What does the inauguration of President Donald Trump mean for health care providers and suppliers, specifically enrollment and Medicare certification? The truth is, no one really knows or has a definitive answer. However, on inauguration day, Donald Trump signed an executive order to direct federal agencies to minimize the cost and burden of the Affordable Care Act (ACA) until it is repealed. While the American Health Care Act (AHCA) has been proposed, it faces great criticism from multiple health care trade associations and nothing concrete has been implemented to repeal and replace the ACA. Despite the ACA’s occasional unpopularity, the federal government credits it with combating health care fraud and abuse, recovering $4 billion to $6 billion dollars per year since 2011. Because the returns on the government’s investment to fight health care fraud and abuse is so good, it is highly unlikely those provisions will be repealed and replaced.
Earlier last year, the Centers for Medicare & Medicaid Services (CMS) proposed new enrollment regulations to significantly increase disclosure requirements for entities enrolling or revalidating enrollment with Medicare, Medicaid or CHIP. The proposed regulations also provide CMS with broader discretion to limit re-enrollment of providers and suppliers. Donald Trump’s executive order may delay these regulations from being confirmed, but CMS has taken a favorable stance to these proposed regulations and there are very few opposing comments submitted.
Enrollment Appeals
To appeal unfavorable enrollment decisions, health care providers are compelled to file an appeal with the Department of Health and Human Services, Departmental Appeals Board (DAB), Civil Remedies Division. It is critical for providers to fully comply with the enrollment rules and completeness is key in a Medicare enrollment applications. The legislative intent of enrollment rules were originally aimed at addressing illegitimate providers participating in health care fraud and abuse arrangements. However, the rules now are more expansive and its application penalizes legitimate providers for common oversight or inadvertent mistakes in a complex enrollment system. Many providers and suppliers today are obligated to refund monies received for legitimate services because their enrollment is retroactively revoked.

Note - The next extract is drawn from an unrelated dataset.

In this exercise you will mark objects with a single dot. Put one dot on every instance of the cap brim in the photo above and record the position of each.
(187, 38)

There were several cases in 2016 that exemplified the challenging climate involving enrollment revocations. One case in particular involved a home health care agency relocating its corporate office and subsequently having its enrollment revoked, along with a two-year enrollment ban. The revocation and ban was due to agency failure to notify CMS, despite notifying other government agencies regarding the move. In another case, CMS instituted an enrollment revocation and two-year enrollment ban after durable medical equipment (DME) company failed a site visit that resulted after it relocated its office, even though the DME company was advised by its Medicare Administrative Contractor (MAC) and the CMS contractor that supports the CMS electronic enrollment system the DME company could not report the change while their revalidation application was pending. Both the home health care agency and DME company filed an appeal with the DAB.
Cautions During Provider Transactions
Providers should exercise caution and diligence in transactions involving the merger with or acquisition of another health care provider. Minor or technical mistakes can lead to the revocation of a provider enrollment with minimal recourse. Whether it is a change of ownership (CHOW) or a change of information (CHOI), a buyer intending to utilize the seller’s existing Medicare provider enrollment is strongly advised to ensure the accuracy of the seller’s enrollment record. During the due diligence process, the buyer should engage in the following:
- Review and verify all seller’s enrollment information to ensure information is accurate and up-to-date. The most recently filed enrollment/revalidation application should also be reviewed.
- Conduct criminal history and OIG exclusion database checks on seller’s officers, owners and management staff.
- Get representations and warranties from the seller regarding the accuracy and regulatory compliance of the Medicare enrollment record.
- Obtain an agreement from the seller to indemnify against any losses sustained due to pre-closing regulatory or enrollment violations.
CMS and the MAC have typically accepted and processed delayed updates to the enrollment record (e.g., new board members not disclosed within the regulatory timeframe). Buyers may want to consider delaying the transaction until the seller has made any necessary corrections to its enrollment record and the MAC has processed those changes. Buyers should understand CMS and the MACs have recently revoke providers and suppliers for untimely self-reporting changes of information. Buyers should file the appropriate CMS 855 form for the transaction in a timely manner, disclosing all individuals and organizations with ownership or control, practice locations, adverse events, and/or other information required to be reported.
Overview and Conclusion
Provider enrollment and certification has been a constant evolving area, creating many challenges for providers and suppliers. Even with the Trump administration and fluctuating political environment, constant evolution and emphasis on compliance should continue. Because Medicare and Medicaid programs are so critical to providers and suppliers and the consequences of an enrollment revocation are so overwhelming, careful attention to these issues in business planning and transactions is paramount.